Slippery Rock University students take advantage of the new learning amenities in Spotts Room 117. The University completed a number of aesthetic and structural improvements over the summer, with further improvements planned for the next two years.
Renovation transforms World Culture Building
Sept. 2, 2015
SLIPPERY ROCK, Pa. - Spotts World Culture Building's layout and décor haven't earned many "wows" over the years.
But now, it is undergoing a metamorphosis with spots of color in unlikely spaces.
Slippery Rock University has begun a two-year renovation to change the Spotts' experience through the dynamic use of color, new furniture and new classroom configurations. Painting, classroom reconfiguration, adding new technology and work on installing quieter heating and air conditioning began this summer and will continue for two years.

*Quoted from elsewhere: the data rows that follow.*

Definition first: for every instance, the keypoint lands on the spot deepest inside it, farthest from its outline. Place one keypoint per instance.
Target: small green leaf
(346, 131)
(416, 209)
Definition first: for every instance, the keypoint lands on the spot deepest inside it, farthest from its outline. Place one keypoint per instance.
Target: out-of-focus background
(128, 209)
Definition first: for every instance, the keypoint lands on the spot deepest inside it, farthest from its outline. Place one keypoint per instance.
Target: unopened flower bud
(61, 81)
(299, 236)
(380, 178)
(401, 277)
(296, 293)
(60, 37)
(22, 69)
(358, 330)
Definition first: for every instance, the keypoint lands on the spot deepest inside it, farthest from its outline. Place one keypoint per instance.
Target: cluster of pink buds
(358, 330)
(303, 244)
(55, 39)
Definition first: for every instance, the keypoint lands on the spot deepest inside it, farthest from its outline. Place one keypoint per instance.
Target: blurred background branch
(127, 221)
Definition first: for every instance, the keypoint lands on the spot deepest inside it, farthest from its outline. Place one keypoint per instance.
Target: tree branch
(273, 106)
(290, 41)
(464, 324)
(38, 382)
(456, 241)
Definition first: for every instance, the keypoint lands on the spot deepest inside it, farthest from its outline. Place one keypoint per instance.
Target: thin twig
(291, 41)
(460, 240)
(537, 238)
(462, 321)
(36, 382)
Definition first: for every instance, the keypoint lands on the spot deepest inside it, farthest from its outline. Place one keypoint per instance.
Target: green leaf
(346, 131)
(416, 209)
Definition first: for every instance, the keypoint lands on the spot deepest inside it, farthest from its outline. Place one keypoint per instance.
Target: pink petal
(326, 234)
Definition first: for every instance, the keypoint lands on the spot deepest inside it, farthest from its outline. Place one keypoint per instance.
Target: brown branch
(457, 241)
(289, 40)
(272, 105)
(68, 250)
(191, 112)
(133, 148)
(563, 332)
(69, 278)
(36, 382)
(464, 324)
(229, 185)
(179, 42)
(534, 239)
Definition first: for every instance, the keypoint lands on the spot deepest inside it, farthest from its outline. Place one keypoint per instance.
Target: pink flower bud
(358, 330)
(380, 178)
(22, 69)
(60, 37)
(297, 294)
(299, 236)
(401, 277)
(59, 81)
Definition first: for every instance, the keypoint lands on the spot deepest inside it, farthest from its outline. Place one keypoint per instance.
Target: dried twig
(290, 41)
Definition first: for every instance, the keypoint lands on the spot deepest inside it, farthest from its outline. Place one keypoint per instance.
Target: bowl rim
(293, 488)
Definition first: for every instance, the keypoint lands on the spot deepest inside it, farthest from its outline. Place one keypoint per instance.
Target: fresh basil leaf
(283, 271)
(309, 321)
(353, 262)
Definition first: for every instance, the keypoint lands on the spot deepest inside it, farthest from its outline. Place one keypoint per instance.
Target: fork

The "new" Spotts breaks with tradition; cinderblock classroom walls have been painted an earthy orange to stimulate enthusiasm and creativity. New furniture and technology has been added. And, in a nod to minimizing logjams in the hallways, the former classroom doors have been replaced with doors that open inward rather than outward.
The initial step toward upgrading the building began in 2013 when SRU removed the pedestrian bridge. Other work has included asbestos abatement.
"In the process of planning for the renovations, the structural engineers discovered a problem with one of the walls, which we have addressed," Cheryl Norton, SRU president said. ""Right now, it's not a pretty solution, but it is functional and insures the building is 100 percent safe for occupancy."
"The temporary fix will allow us to use the building while the architects, engineers and designers work on a permanent 'learner friendly' solution," she said.
Despite Spotts being a work in progress, users have been pleased with the progress to date, Way said.
"What's amazing is I have had people stop me and say they really appreciate what we've done to the building and how improved it is," said Philip Way, provost and vice president for academic and student affairs.
"I even got positive comments from students before school started," Way said. "Students who had gone around to check out where they had classes said to me, when I was at Weekend of Welcome, how nice classrooms looked in that building. I haven't had comments like that about Spotts since I came here."
"Some people have been astonished at some of the colors, but hey, we want people to stay awake during class," Way said with a laugh.
Spotts houses the departments of English, history, philosophy, political science, interdisciplinary programs and the Office of Global Initiatives. Way said the renovation will eventually enable SRU to consolidate the College of Liberal Studies, including the dean's office, into Spotts.
Danette DiMarco, professor of English and department chair, said the classroom renovations and furniture are very nice.
"Classrooms have been changed to a landscape orientation," she said. "Several new whiteboards are on the walls, and the technology is less cumbersome and more intuitive."
Professors do not have to use remotes to turn on projectors but can click the mouse and select from the computer screen.
"When faculty in the building indicated that they needed to have a computer lab for instruction, Mary Ann King and IT worked diligently to make that happen," she said. "Students taking 'Critical Writing' now have the benefit of that, which is important since we lost the space on the third floor. The computer lab has new equipment, new tables, new chairs - and it looks fabulous."
"We await the total renovation of the building of course," she said. "Right now we are jockeying for rooms in other buildings for our Spring 2016 schedule. But we are pleased with the efforts to create a nicer environment for both students and faculty."
Lia Paridis, associate professor of history and department chair, said, "Faculty have commented that Spotts 113 will be a more pleasant room to teach in now that the students and the instructor are closer to each other and the look of the room is so much brighter," she said.
"The classroom that the history department is using this semester has been equipped with new technology," she said. "The projectors are now interactive so that a faculty member can emphasize something in a PowerPoint or film clip, using their finger or a stylus to draw directly onto the projected image. It will be interesting to see how faculty will incorporate this new tool into their pedagogy."